Our trike driver seemed lost for a while trying to find Batag Beach but we reached it after a short drive of about 3 kilometers. Surprisingly the roads we passed – even the minor ones – were all paved, even if the beaches were already a good distance away from the national highway. The way to Batag Beach is inside a resort that charged us P20 per person, still a good price considering the magnificent views we were taking in.
With its cream-colored sand, clear waters and rock formations, Batag is for us the most beautiful of all the beaches in Virac, with the possible exception of the next beach on this list. Low tide had again made swimming not practical here; move farther out from the shoreline and you encounter the strong surf that made Catanduanes such a popular surfing destination.
But the low tide had also exposed several marine creatures, some of them trapped in small pools created by depressions on the sea floor. During high tide this area would have been covered in aquamarine and turquoise waters – which is a common sight in the white-sand beaches we often visit – but this low tide phenomenon is a welcome variation.
It was almost lunch by the time we left Batag Beach but since there was no dining place in the area we decided to move on to the next beach on the list and just have lunch at our resort. Marilima Beach is almost adjacent to Batag Beach but is longer. Other visitors say it is the most beautiful beach in Virac. There are no entrance fees here.
Marilima actually combines the interesting features of Batag and Mamangal Beaches. It has easily visible sand ripples and clear waters that expose underwater marine life congregating around depressions on the sea floor.
Like the other beaches in Virac (and probably in the rest of Catanduanes) its sand is of the creamy white (some say golden) variety. On closer inspection, the sand is actually composed of off-white and orange particles resulting in a creamy or golden color. Some of these particles usually come from crushed corals of similar color.

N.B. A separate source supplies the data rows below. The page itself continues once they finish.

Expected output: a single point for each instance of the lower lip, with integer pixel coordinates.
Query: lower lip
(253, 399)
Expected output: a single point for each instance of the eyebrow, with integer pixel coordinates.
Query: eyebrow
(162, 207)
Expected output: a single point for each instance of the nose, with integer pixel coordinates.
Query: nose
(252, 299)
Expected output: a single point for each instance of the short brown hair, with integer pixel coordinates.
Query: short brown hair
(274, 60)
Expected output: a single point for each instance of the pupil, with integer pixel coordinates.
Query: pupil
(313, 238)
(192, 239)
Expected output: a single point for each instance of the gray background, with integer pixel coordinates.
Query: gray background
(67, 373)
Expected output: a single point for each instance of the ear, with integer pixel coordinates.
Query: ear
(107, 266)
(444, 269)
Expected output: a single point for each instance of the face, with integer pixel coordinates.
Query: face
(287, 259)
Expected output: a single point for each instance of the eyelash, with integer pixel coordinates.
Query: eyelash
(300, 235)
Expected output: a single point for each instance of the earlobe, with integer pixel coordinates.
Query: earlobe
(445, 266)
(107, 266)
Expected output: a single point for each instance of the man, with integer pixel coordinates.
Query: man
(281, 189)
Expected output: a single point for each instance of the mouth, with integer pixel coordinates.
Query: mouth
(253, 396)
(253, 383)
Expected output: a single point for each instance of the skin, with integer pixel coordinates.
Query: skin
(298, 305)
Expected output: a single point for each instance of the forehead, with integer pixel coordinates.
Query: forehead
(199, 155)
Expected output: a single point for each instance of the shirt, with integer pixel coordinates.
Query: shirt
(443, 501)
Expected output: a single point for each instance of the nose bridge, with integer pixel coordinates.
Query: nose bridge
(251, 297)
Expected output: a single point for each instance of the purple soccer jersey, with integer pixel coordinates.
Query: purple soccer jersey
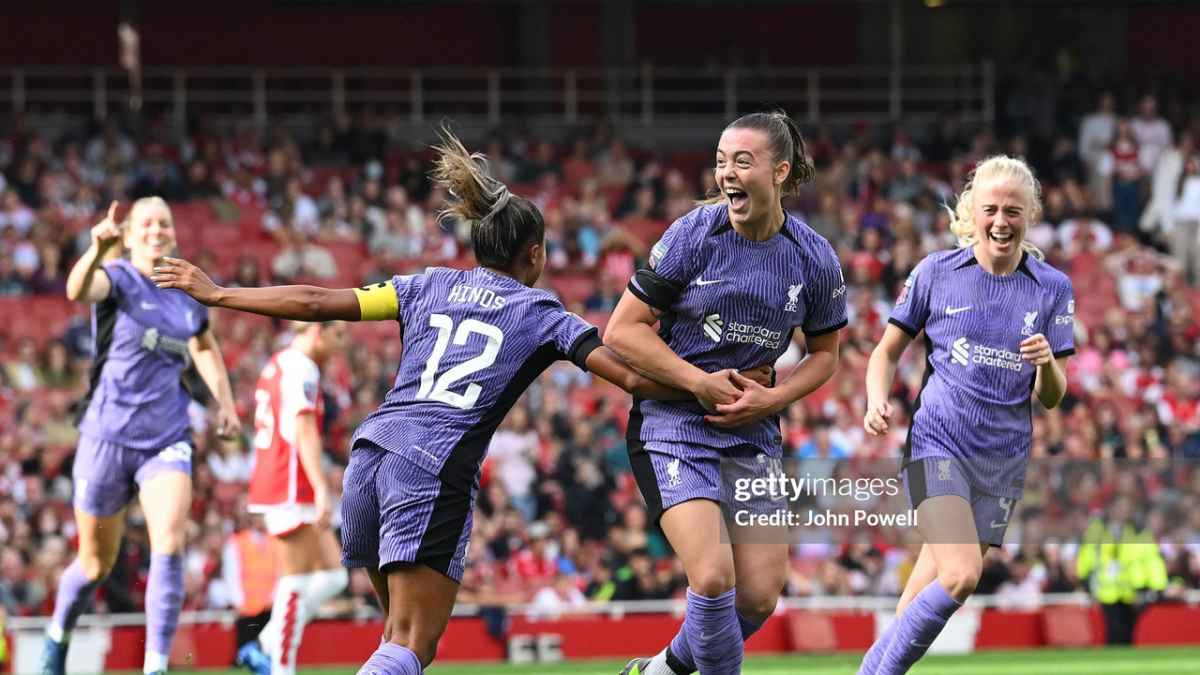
(474, 340)
(729, 302)
(137, 399)
(976, 402)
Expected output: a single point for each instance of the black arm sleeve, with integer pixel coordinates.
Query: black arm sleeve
(654, 290)
(583, 346)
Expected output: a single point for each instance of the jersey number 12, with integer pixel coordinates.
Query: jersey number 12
(439, 389)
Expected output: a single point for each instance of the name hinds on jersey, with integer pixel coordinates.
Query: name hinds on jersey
(485, 298)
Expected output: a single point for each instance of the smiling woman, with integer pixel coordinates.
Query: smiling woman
(760, 160)
(135, 438)
(729, 284)
(1002, 321)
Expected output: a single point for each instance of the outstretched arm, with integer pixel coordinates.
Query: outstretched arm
(606, 364)
(297, 303)
(631, 335)
(881, 371)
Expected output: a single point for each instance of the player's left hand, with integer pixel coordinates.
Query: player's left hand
(763, 375)
(228, 425)
(1036, 350)
(756, 402)
(177, 273)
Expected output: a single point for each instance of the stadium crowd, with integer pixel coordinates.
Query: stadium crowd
(559, 519)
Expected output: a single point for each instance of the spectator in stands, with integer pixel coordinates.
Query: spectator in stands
(199, 184)
(246, 273)
(511, 455)
(1126, 174)
(1122, 566)
(1151, 132)
(1096, 133)
(301, 258)
(156, 177)
(1185, 219)
(11, 284)
(559, 597)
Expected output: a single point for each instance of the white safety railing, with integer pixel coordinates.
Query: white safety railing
(611, 609)
(647, 95)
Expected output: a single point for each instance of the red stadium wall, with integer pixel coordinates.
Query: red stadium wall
(803, 34)
(223, 33)
(601, 637)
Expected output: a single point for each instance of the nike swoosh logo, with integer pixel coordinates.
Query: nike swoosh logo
(424, 452)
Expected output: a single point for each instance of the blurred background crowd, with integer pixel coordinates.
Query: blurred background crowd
(348, 202)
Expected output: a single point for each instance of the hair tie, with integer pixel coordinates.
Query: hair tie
(502, 199)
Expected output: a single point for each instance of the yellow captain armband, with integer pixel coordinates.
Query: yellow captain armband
(377, 302)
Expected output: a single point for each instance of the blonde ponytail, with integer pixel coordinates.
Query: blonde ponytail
(997, 166)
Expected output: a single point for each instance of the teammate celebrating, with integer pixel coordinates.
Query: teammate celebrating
(987, 309)
(289, 490)
(474, 340)
(135, 436)
(727, 284)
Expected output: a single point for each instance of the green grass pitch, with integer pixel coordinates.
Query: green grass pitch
(1175, 661)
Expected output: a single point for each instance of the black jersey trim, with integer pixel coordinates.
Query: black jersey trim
(918, 490)
(1021, 267)
(725, 223)
(916, 404)
(654, 290)
(462, 465)
(910, 330)
(587, 342)
(647, 483)
(460, 473)
(839, 326)
(106, 312)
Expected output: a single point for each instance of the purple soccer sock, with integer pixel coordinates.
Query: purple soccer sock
(917, 627)
(165, 598)
(73, 597)
(391, 659)
(713, 633)
(871, 661)
(679, 657)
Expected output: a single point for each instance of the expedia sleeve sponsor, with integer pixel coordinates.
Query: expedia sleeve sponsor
(911, 310)
(1061, 329)
(827, 294)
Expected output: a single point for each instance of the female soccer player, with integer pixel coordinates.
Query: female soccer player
(135, 437)
(474, 340)
(987, 309)
(727, 284)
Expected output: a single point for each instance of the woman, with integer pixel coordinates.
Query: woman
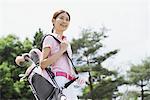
(54, 53)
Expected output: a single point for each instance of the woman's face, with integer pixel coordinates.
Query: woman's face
(61, 23)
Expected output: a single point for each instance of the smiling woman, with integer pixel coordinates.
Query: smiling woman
(54, 54)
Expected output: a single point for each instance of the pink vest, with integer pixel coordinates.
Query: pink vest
(63, 63)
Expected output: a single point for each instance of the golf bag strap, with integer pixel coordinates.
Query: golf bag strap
(31, 71)
(65, 52)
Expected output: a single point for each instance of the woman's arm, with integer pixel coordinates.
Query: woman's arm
(45, 61)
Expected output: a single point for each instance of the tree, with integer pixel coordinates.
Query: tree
(86, 50)
(10, 86)
(139, 75)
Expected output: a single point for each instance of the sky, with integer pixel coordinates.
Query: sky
(127, 21)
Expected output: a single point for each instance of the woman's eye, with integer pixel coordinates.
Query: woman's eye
(62, 18)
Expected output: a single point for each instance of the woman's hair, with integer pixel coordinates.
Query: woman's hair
(56, 14)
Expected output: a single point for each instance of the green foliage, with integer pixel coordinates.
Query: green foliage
(102, 83)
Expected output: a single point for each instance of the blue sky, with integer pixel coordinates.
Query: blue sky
(128, 21)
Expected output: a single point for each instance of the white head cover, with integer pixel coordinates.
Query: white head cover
(35, 55)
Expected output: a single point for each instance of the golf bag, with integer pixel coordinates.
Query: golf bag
(42, 87)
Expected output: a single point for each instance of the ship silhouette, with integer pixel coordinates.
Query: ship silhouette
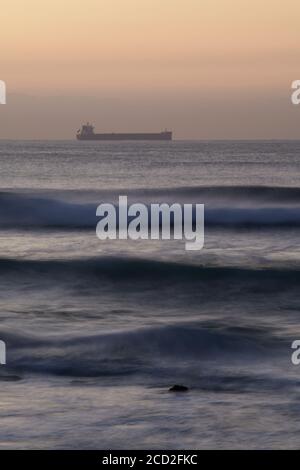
(87, 133)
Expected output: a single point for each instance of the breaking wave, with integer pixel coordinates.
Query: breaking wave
(23, 211)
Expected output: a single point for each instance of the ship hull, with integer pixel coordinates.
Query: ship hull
(118, 136)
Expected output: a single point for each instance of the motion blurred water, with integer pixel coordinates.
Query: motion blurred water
(97, 332)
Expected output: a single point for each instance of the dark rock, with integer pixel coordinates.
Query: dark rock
(178, 388)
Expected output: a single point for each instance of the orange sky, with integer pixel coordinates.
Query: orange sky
(93, 47)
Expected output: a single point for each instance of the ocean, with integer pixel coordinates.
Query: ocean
(98, 331)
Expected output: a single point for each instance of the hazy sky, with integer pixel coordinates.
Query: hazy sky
(205, 68)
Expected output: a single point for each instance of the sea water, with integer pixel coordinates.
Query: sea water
(96, 332)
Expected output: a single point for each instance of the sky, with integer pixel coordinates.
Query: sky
(204, 68)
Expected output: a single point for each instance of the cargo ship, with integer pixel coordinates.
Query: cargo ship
(87, 133)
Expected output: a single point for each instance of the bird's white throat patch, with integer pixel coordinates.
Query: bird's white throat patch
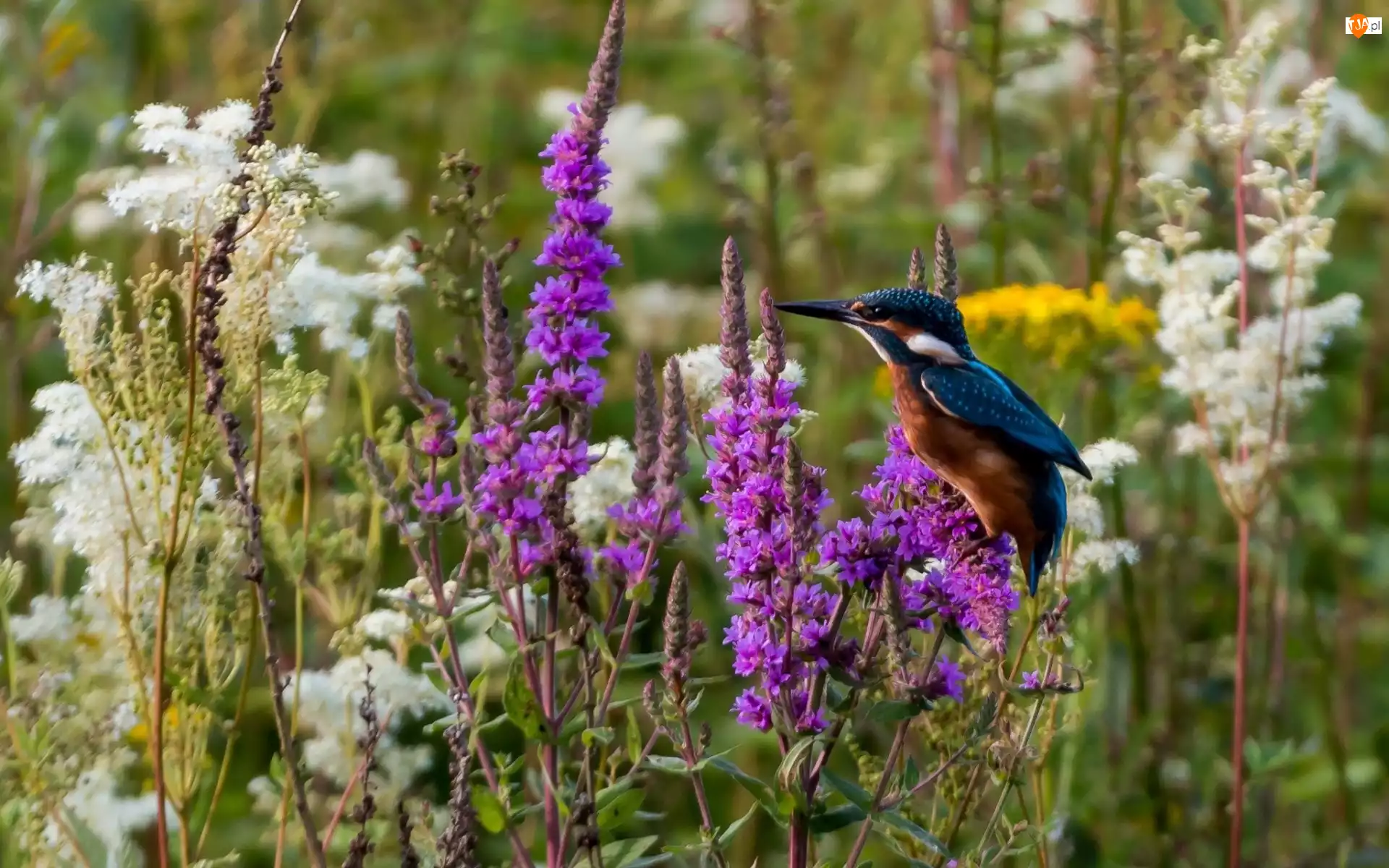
(924, 344)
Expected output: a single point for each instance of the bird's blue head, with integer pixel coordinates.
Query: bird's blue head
(904, 326)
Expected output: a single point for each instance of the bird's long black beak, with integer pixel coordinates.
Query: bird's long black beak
(836, 310)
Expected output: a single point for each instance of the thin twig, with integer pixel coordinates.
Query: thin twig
(216, 268)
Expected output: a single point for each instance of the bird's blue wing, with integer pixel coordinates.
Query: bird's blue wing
(980, 395)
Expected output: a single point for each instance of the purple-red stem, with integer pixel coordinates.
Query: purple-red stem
(1236, 827)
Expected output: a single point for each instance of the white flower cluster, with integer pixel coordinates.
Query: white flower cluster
(1246, 102)
(658, 315)
(638, 149)
(703, 373)
(608, 484)
(1245, 382)
(1085, 516)
(328, 703)
(279, 284)
(103, 504)
(81, 296)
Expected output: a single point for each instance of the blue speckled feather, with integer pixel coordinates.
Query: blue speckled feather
(1049, 516)
(980, 395)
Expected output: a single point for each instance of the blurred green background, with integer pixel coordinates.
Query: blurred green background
(830, 137)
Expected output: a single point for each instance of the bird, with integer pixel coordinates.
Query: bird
(967, 421)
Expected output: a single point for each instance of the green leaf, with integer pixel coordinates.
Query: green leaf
(753, 785)
(789, 770)
(520, 703)
(836, 818)
(634, 736)
(839, 699)
(489, 810)
(892, 712)
(602, 735)
(625, 853)
(848, 789)
(620, 810)
(731, 833)
(673, 765)
(608, 793)
(955, 632)
(641, 661)
(641, 593)
(920, 835)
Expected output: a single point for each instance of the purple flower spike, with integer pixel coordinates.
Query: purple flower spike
(438, 503)
(914, 519)
(782, 635)
(563, 307)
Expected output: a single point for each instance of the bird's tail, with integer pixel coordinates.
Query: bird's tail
(1050, 522)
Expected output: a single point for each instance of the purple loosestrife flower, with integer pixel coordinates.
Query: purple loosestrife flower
(652, 516)
(914, 519)
(782, 635)
(438, 502)
(563, 307)
(563, 332)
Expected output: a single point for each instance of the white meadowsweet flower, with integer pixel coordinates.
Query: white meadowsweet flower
(92, 218)
(1103, 555)
(1106, 457)
(702, 374)
(318, 296)
(658, 315)
(200, 161)
(1248, 381)
(368, 178)
(608, 484)
(638, 149)
(1085, 514)
(111, 817)
(49, 621)
(383, 625)
(328, 705)
(81, 295)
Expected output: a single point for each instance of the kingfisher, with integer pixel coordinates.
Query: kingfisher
(969, 422)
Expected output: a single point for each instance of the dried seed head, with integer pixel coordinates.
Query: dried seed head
(603, 80)
(734, 317)
(677, 632)
(917, 271)
(406, 363)
(794, 482)
(774, 333)
(674, 463)
(459, 843)
(646, 438)
(948, 277)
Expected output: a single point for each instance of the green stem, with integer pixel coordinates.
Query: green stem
(1013, 763)
(1116, 156)
(999, 226)
(242, 696)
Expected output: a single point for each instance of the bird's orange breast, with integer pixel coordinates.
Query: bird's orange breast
(972, 459)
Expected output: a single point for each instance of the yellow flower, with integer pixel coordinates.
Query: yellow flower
(1058, 321)
(1049, 320)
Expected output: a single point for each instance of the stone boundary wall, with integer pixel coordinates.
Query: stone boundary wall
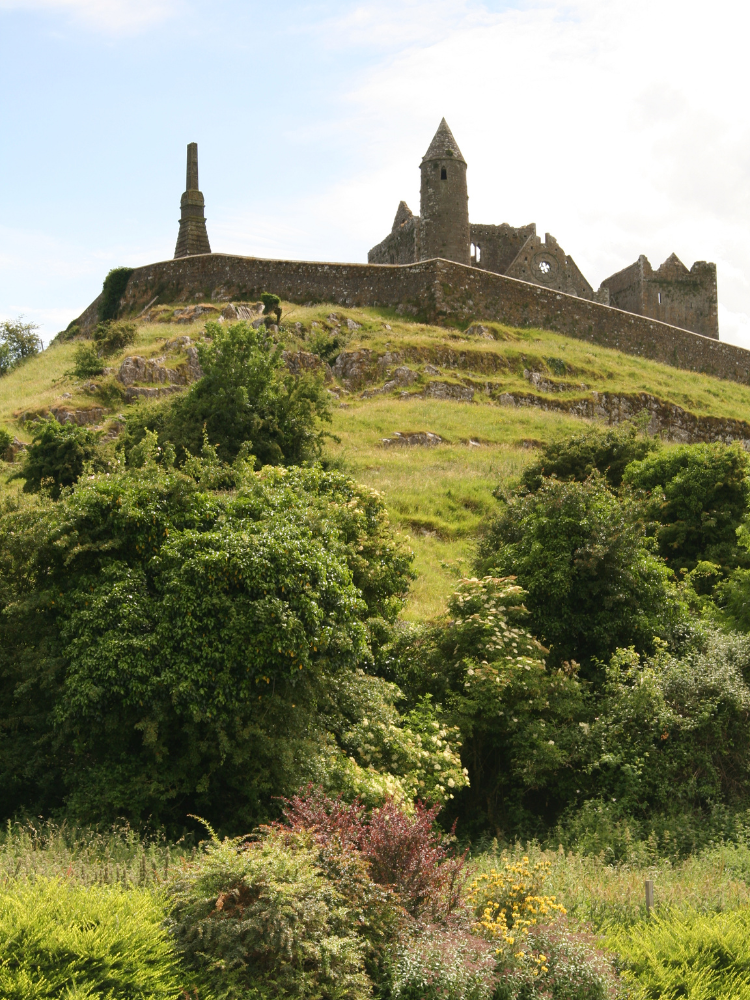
(433, 291)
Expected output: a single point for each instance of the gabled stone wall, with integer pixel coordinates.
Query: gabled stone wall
(435, 291)
(672, 293)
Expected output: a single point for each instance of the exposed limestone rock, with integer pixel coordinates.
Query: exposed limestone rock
(424, 438)
(405, 376)
(141, 392)
(304, 361)
(448, 390)
(353, 367)
(137, 369)
(667, 419)
(544, 385)
(477, 330)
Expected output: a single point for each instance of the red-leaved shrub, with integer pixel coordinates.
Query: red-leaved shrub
(404, 850)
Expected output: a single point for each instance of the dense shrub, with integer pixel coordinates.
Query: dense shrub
(263, 919)
(581, 554)
(113, 290)
(18, 341)
(58, 939)
(698, 496)
(443, 963)
(562, 965)
(58, 455)
(247, 402)
(687, 954)
(405, 852)
(168, 648)
(518, 716)
(608, 451)
(674, 733)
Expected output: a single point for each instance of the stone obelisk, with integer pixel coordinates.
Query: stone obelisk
(192, 237)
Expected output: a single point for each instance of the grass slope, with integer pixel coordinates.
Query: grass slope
(439, 495)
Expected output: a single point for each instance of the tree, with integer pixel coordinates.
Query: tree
(113, 290)
(18, 341)
(58, 455)
(518, 717)
(246, 401)
(582, 555)
(608, 451)
(698, 496)
(168, 648)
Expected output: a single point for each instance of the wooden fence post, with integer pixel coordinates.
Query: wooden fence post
(649, 896)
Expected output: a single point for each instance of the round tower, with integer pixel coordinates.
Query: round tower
(444, 200)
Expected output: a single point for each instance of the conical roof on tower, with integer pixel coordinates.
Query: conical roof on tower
(443, 144)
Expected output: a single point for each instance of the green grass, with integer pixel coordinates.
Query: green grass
(438, 496)
(695, 955)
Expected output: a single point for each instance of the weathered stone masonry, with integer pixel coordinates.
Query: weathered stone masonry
(436, 291)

After a brief tour of Marilima’s eastern end and its collection of yellow-colored outrigger boats it was time to say good-bye and return to our resort. There are actually two other beaches almost adjacent to Mailima: Magnesia del Norte and Magnesia del Sur (where Bosdak Beach Resort is located). We skipped these too; it was well past noon and we were too hungry at this point.
Our last stop was actually our resort: Twin Rock Beach Resort at Igang Beach. Igang Beach is often referred to as Twin Rock Beach after the resort’s name. It is the most developed of all the beaches in Virac but has remained relatively clean.
As the name suggests, there are huge rock formations located on both ends of the beach. Twin Rock probably refers to the two huge rock outcrops located well off the shoreline at Igang Beach’s southern end.
There is another group of smaller rock formations on this beach’s northern end which became our favorite for taking sunset shots. Beside the rock formations is a deep pool which have become popular as a diving spot; the resort even added a diving board here.
With so many natural spots to see in Virac it was not surprising that we hardly had any time to tour the town center which was almost 10 kilometers away from our resort. (We were supposed to visit Hicming Falls also but ran out of time.) We did find time to go there during our last day in Catanduanes, venturing to the city center for lunch – and to try to get stronger phone signals for surfing.
TIP: If you’re visiting Virac make sure to drop by Virac Town Center, head up to Blue Café and try their laing pasta. It’s a unique and surprisingly delicious dish.